Con paso firme, se encamino hacia el Departamento de Diagnosis. Después de pasar por las plantas de Pediatría, Nefrología y Traumatología, perderse en la cafetería del hospital y ser echado a patadas de tres servicios femeninos (cosa que no debía extrañar, porque se trataba de alguien que no distinguía un ser humano de un trozo de cartón) su paso era menos firme, y un poco más cansado, aunque ello no amortiguaba aquella especie de crujido-chirrido que hacían los pantalones. Daba igual: él, que había descubierto el código secreto de las personas humanas, no se rendiría con facilidad. Su intuición le decía que estaba cerca del objetivo.
Tres cuartos de hora después, y cuando la intuición parecía haberse tomado una baja por depresión, logró que un grupo de residentes le indicara dónde estaba el citado Departamento. A través de su cristalera, pudo distinguir a tres figuras que, según le decía un avezado instinto, eran médicos. Llevaban bata blanca, por lo que su avezado instinto para percibir obviedades le había servido bien. Su mano aferró la manija de la puerta y, tras tirar varias veces de ella, logró empujarla y entrar. Las tres figuras se volvieron hacia él.
- ¡Buenas tardes! –saludó sacando pecho y metiendo tripa- Soy un prestijioso hinbestigador. Y exijo una explicación acerca del tratamiento que han dado al fenómeno paranormal de la abducción, del que soy un reputado experto. Son ustedes prisioneros de la dogmática ciencia oficial, malvada ella, que niega el carácter extraterrestre de los implantes cerebrales.

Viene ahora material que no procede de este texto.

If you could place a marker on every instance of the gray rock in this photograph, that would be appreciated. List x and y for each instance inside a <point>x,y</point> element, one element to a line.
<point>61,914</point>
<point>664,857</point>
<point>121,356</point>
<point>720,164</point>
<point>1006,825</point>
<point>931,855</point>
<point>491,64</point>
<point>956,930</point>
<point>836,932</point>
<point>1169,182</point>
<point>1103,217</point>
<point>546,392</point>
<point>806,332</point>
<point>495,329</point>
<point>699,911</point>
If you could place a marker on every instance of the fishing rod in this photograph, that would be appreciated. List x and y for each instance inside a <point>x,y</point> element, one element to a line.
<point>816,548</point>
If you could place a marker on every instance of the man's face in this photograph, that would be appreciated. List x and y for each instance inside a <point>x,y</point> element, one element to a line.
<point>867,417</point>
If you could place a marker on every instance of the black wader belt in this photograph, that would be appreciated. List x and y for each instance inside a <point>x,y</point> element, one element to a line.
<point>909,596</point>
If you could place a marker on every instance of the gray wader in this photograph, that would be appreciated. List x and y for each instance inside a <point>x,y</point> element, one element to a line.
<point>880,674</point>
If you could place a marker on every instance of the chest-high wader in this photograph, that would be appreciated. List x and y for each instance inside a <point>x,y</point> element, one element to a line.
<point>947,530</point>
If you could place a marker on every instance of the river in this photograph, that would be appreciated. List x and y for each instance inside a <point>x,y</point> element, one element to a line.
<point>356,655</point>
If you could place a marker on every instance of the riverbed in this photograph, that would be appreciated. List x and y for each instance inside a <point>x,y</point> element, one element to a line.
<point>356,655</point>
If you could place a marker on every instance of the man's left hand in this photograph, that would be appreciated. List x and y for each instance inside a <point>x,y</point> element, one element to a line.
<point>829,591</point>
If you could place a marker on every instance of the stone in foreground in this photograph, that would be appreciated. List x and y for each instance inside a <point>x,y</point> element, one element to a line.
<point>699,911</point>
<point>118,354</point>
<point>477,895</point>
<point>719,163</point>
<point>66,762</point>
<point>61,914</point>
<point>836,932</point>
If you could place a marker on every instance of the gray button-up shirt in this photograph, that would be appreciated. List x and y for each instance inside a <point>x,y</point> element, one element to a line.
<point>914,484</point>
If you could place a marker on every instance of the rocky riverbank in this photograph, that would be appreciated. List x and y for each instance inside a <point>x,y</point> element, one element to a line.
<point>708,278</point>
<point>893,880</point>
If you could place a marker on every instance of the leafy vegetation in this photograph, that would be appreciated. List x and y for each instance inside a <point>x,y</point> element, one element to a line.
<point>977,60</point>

Los tres médicos se miraron entre sí. Uno de ellos, un rubiales con pinta de surfero, y que tenía cierto conocimiento de aquellas cosas, creyó medio reconocer al recién llegado, pero renunció rápidamente a exprimirse el cerebelo. Otro, afroamericano, lo miraba con la expresión “¡Quién será este imbécil!” en la mirada. Y la tercera, una joven particularmente atractiva, estaba demasiado sorprendida para decir nada. El investigador lo interpretó (así era él) como un signo de su triunfo. La auténtica hinbestigación, heterodoxa y no constreñida por cosas tan vulgares como las pruebas, había triunfado.
De repente, sintió algo. Como una presencia que el ojo no podía percibir (sobre todo porque estaba a su espalda). Al volverse, vio a un hombre de edad madura. Pelo cano y barba de tres días, se entretenía haciendo girar su bastón. Sin dejar de hacerlo, clavó sus azules ojos en aquel visitante, arrugó el rostro y, una vez relajado, sentenció:
- Lo siento, pero ni siquiera yo puedo hacer nada por lo suyo
Y dicho esto, volvió a ignorarle, pasando tan cerca de él, que el hinbestigador creyó que lo había atravesado.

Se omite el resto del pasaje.